WASHINGTON, DC | September 16, 2009 -
Government takeover. We’ve seen and heard a lot of those two words lately – in the credit markets, the banking sector, the automotive industry, and even the building of our schools.
Then there’s health care, an industry that assumes one-sixth of America’s gross domestic product. We’re not talking about health care today, but perhaps we should be.
The vote we’ll take on student lending is the culmination of a plan set in motion more than a decade and a half ago – and one that bears an eerily strong resemblance to the health care debate that rages on today.
In 1993, Congress created a so-called government option for college loans. The idea of this Direct Loan program was to introduce competition and hold down costs – sound familiar?
Just 16 years later, we’re about to vote on a plan that would completely and permanently eliminate the private sector’s role in originating and raising capital for federal student loans. In its place will be a one-size-fits-all federal loan model that requires the U.S. Treasury to directly lend tens of billions of dollars each year – tens of billions we do not have, and will be forced to borrow.
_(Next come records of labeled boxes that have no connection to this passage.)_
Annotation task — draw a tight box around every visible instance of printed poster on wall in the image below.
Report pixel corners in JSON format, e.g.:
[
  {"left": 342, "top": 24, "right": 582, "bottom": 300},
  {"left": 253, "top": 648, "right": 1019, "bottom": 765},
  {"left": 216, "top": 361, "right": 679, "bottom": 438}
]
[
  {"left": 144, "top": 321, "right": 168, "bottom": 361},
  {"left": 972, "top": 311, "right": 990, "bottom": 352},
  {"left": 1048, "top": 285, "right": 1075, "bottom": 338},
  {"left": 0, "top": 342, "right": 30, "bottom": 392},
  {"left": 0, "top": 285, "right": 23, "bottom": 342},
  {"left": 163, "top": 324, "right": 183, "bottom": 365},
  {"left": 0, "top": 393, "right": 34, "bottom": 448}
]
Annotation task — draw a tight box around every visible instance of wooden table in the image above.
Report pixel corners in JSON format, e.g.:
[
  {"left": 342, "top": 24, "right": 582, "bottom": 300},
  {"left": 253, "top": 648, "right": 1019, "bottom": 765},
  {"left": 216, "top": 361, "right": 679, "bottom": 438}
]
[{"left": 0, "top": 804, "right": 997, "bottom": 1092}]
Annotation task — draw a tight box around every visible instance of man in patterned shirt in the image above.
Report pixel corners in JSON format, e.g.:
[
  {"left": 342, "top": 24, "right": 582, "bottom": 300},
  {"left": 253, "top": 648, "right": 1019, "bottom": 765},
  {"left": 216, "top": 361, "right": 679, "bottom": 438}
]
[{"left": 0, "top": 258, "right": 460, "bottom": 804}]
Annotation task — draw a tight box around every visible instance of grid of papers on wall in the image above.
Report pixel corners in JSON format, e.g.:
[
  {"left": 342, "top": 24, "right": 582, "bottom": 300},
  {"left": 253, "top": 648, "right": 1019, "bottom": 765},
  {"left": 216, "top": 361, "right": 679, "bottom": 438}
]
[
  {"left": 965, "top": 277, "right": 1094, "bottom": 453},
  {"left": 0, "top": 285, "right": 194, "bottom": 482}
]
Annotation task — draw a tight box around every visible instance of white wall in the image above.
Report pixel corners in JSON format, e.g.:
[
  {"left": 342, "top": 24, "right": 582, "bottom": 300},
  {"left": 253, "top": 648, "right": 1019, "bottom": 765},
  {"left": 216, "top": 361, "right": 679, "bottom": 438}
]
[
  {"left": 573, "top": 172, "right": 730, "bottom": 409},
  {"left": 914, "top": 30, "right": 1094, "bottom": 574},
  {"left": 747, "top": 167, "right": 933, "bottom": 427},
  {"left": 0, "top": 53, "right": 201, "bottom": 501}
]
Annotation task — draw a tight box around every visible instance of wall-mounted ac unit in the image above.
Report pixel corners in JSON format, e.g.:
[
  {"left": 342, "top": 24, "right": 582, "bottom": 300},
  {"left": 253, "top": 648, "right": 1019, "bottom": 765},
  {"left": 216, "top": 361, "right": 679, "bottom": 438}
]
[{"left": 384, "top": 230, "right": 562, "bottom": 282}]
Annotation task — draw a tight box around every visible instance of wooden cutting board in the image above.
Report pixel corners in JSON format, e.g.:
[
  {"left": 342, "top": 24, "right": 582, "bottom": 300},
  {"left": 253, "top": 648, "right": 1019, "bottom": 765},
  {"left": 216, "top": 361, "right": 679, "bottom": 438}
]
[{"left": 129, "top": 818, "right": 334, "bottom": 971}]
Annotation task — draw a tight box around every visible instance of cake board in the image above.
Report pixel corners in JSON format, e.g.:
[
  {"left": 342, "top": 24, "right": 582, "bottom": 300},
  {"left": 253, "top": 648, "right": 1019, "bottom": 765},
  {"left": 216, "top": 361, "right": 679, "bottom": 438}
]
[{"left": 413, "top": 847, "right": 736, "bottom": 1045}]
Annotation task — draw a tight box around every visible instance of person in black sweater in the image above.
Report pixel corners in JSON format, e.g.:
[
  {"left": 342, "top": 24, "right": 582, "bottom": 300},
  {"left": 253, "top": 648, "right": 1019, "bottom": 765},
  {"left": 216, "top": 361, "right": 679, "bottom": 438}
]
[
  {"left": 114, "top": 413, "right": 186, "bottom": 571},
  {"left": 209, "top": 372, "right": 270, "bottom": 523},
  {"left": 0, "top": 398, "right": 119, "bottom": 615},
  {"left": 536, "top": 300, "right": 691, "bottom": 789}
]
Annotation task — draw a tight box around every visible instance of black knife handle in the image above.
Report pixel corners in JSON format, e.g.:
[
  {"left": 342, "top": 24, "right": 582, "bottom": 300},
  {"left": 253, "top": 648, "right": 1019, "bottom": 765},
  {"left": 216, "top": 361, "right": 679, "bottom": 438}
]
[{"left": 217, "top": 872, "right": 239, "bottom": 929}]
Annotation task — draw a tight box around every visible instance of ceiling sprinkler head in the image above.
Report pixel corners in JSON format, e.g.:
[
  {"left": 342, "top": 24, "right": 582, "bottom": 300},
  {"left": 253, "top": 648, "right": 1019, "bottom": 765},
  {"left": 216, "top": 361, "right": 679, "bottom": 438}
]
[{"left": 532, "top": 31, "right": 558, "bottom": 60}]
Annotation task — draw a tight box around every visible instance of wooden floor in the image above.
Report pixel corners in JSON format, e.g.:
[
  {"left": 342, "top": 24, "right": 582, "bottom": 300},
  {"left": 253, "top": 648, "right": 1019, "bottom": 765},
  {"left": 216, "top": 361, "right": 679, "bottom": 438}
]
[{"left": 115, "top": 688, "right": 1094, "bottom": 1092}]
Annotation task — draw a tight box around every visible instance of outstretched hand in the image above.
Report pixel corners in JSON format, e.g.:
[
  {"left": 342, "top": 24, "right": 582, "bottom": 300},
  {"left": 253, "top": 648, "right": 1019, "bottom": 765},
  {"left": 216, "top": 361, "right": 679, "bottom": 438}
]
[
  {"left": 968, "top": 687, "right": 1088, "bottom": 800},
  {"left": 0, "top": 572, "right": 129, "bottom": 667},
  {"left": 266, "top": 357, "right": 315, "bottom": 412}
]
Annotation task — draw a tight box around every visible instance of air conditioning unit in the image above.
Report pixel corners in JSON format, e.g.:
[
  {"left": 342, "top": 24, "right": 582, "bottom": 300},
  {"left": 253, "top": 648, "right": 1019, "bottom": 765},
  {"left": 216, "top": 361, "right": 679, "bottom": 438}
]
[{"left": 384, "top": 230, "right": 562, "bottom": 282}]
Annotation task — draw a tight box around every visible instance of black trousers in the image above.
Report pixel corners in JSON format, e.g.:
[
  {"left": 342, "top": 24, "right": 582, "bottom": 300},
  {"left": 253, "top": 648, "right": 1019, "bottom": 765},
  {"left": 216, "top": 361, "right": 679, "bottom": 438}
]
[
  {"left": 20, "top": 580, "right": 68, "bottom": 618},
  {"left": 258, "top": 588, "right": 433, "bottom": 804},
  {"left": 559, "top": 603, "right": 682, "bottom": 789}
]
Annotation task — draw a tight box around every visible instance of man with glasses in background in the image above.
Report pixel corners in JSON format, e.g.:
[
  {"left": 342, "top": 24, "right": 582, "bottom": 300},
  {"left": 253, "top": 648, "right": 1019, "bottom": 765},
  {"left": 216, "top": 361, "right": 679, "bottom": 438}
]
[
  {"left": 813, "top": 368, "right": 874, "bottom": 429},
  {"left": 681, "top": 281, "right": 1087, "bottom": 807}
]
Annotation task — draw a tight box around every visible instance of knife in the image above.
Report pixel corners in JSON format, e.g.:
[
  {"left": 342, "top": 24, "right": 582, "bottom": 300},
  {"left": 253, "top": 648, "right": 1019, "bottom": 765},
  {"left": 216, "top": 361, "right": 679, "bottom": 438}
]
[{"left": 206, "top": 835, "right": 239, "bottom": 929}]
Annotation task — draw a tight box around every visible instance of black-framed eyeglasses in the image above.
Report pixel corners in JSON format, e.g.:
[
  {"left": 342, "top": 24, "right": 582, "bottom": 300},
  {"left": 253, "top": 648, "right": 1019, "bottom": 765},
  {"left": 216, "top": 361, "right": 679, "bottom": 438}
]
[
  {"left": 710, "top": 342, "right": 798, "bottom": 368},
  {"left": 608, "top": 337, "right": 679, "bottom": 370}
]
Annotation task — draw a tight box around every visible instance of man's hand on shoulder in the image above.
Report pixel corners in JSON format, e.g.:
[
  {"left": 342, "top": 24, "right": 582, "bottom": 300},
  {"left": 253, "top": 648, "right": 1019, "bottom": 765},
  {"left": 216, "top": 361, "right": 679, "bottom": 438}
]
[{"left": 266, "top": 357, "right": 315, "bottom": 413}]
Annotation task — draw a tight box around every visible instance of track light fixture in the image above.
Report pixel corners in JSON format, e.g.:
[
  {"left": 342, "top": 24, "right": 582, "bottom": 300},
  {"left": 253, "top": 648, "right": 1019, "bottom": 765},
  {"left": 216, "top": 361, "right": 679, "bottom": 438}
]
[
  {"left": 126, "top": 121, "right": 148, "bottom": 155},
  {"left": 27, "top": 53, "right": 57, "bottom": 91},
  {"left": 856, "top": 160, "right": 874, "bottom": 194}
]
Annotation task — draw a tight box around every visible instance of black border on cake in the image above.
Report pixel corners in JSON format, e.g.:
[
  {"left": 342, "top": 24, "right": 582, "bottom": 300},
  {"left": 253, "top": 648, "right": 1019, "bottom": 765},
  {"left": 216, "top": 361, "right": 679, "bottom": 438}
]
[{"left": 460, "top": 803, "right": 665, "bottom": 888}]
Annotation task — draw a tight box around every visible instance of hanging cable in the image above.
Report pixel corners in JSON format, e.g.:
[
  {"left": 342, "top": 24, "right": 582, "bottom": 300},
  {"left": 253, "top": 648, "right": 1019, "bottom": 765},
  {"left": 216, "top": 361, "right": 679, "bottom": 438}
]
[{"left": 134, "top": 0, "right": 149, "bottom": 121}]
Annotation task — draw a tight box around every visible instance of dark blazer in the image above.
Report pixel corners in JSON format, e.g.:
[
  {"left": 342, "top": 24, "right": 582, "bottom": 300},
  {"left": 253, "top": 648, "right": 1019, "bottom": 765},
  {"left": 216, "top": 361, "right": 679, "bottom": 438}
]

So why is Congress intervening to declare one program the winner? If it’s truly about competition, the best program ought to win in the marketplace. In fact, one program has won – the public-private partnership of the Federal Family Education Loan program, which is the choice of three-quarters of colleges and universities today.
By eliminating the FFEL program, we will lose the choice, competition, and innovation of the private sector. That includes everything from technological innovations to loan discounts and borrower services.
We will also lose jobs – an estimated 30,000 or more in congressional districts from coast to coast.
And what are we getting in return? My colleagues on the other side of the aisle tout this legislation as being fiscally responsible. Respectfully, I beg to differ.
The bill is awash with new entitlement programs – including a new early childhood program to develop and fund programs at the state level; a new program to build and renovate schools; and a new program to bolster community colleges and involve the federal government in developing online curriculum.
Add to these new programs the costs of expanding Pell Grants, funding for Minority Serving Institutions, and the Perkins loan program, and we have on our hands a massive entitlement spending spree.
This spending is allegedly paid for by $87 billion in so-called savings from elimination of the FFEL program, Unfortunately, the numbers just don’t add up.
CBO tells us the bill will require $13.5 billion in new discretionary spending – real money that simply isn’t counted in the mandatory score. CBO also tells us that using current figures, the Pell Grant expansion will cost $11.4 billion more than scorekeepers originally predicted – again, a cost not counted in the “official” score.
That means this bill will cost closer to $15 billion over the next 10 years – and when market risk is factored in, the cost spikes to nearly $50 billion.
Madam Chair, there is a better way. Later in the debate, I will join the Ranking Member on the higher education subcommittee in offering an amendment to stabilize student lending by extending programs approved on a bipartisan basis last year.
With this plan, we can put $13 billion toward deficit reduction and – most importantly – we can convene a nonpartisan commission to study long-term structural changes to our student lending systems. In short, it’s a thoughtful, reasonable approach to determine what’s best for students, schools, and taxpayers alike.
I urge my colleagues to slow down, take a breath, and ask yourself whether another government takeover is what we need right now. I think the answer is a clear no.